BERLIN — Investigators said on Monday that 18th-century state treasures of “priceless cultural significance” have been stolen in a heist from a museum in the eastern German city of Dresden.
The interior minister of the German federal state of Saxony, Roland Wöller, called the incident an “attack on the cultural identity of all Saxons.”
Early Monday morning, at least two thieves broke into the Green Vault — one of Germany’s most well-known historic museums — breaking down shatterproof glass and specifically targeting a display case holding three sets of jewels dating from the era of Augustus the Strong, a Saxon leader during the 18th century who amassed vast amounts of treasures.
Authorities were unable to say if all parts of the targeted sets had been stolen, as they are composed of about 100 distinct elements.
A senior official for the federal state’s art collections, Marion Ackermann, said the targeted jewels were unique and impossible to replace.
Art historian Dirk Syndram described them as a “world heritage.”
German authorities hope the jewels’ uniqueness would prevent the thieves from being able to sell them.

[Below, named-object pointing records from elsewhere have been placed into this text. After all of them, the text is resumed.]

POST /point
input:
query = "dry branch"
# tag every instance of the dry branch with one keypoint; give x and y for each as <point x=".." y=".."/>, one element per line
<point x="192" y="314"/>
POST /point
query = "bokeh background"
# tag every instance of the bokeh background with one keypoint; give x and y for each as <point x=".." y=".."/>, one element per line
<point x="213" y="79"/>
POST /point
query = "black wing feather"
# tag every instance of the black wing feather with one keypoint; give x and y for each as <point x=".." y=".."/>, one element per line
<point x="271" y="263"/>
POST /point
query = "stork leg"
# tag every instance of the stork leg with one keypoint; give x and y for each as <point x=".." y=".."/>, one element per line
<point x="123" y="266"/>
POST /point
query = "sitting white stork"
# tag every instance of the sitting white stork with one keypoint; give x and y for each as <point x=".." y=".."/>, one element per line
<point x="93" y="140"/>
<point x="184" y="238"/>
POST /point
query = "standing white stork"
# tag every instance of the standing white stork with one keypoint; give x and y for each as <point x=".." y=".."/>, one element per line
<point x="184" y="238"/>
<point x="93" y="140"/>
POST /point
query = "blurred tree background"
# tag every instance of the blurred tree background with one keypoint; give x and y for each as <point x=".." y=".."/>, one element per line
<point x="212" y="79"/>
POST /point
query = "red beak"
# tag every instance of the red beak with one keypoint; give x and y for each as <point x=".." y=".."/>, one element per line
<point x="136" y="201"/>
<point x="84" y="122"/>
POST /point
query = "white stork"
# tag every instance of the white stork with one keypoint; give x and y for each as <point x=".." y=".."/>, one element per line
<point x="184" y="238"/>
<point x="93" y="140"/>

When police officers arrived at the museum around 5 a.m. on Monday, the thieves already appeared to have fled, and no suspects had been identified by Monday afternoon.
Investigators are also probing whether a power outage at a nearby square and the burning of a nearby car are connected to the heist.
The theft appears to constitute one of the biggest post-World War II thefts of cultural artifacts in Germany, even though officials hesitated on Monday to put a financial value on the targeted items.
Earlier this year, four men went on trial for allegedly stealing a massive gold coin weighing 220 pounds from Berlin’s Bode Museum in 2017. According to prosecutors, the thieves had rolled the coin away over railway tracks, using a wheelbarrow and a skateboard.